Дышу им. Своим мужчиной. Глубоко, жадно. Надышаться не могу. Провожу губами по его влажной от слёз щеке:
— Я тоже тебя люблю, Саша. Безумно, — чувствую, что мужчина словно бы замирает. — Мне так плохо без тебя. Ты, конечно, тот ещё говнюк, Пушкин, — тихо хихикаю. — Но мой говнюк. И я тебя никому не отдам.
— Это я тебя не отдам, — грозно говорит Саша. — Запру в доме. Привяжу к кровати. Навсегда.
Я чуть отстраняюсь и с улыбкой смотрю в любимые, карие глаза. Пушкин жадно скользит взглядом по мне, берёт мою ладонь и, прикрыв веки, подносит к губам, целуя каждый пальчик. А мне уже так этого мало. Наклоняюсь и прижимаюсь к губам. Остро, горячо, без тормозов.
Пушкин рычит и усилием воли остраняется:
— Лисёныш… — вопросительно смотрит. — Нельзя же?

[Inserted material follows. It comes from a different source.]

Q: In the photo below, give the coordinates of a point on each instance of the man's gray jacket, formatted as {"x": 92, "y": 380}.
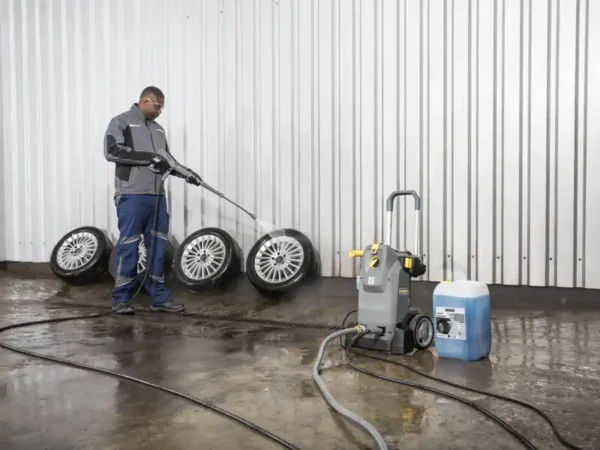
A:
{"x": 131, "y": 141}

— Всё мне можно, Пушкин, — усмехаюсь, сбрасывая с плеч шубу. — Или ты разучился?
Пушкин рвано выдыхает.
- “Запрещено цензурой” тебе, Лисёныш, — хрипит Саша и, подхватывая меня на руки, несёт на диван.
Дорогой Дедушка Мороз!
Теперь я точно знаю, где прячется счастье.
Счастье прячется под пледом на уютном, тёплом диванчике, когда всё тело тянет, как после марафона, а шея покрыта бесстыдными пятнами, которые ещё долго придётся прятать под шарфом.
Счастье прячется в подарках под ёлкой от самых близких и родных людей.
Счастье прячется в сверкающих глазах Кира и в лукавой улыбке Саши, когда они оба, с теплотой и любовью, смотрят на меня.
Счастье прячется в огромном воздушном шаре, которым уже всем не терпится лопнуть. Оно прячется даже в споре двух коалиций: кого же мы больше хотим — мальчика или девочку. Причём коалиции образовались весьма неожиданные: мы с Киром — за мальчика и Саша с Катей — за девочку. Как подметил Пушкин “мальчик у меня уже есть и весьма посредственный”, за что и получил от “посредственного” мальчика в бок.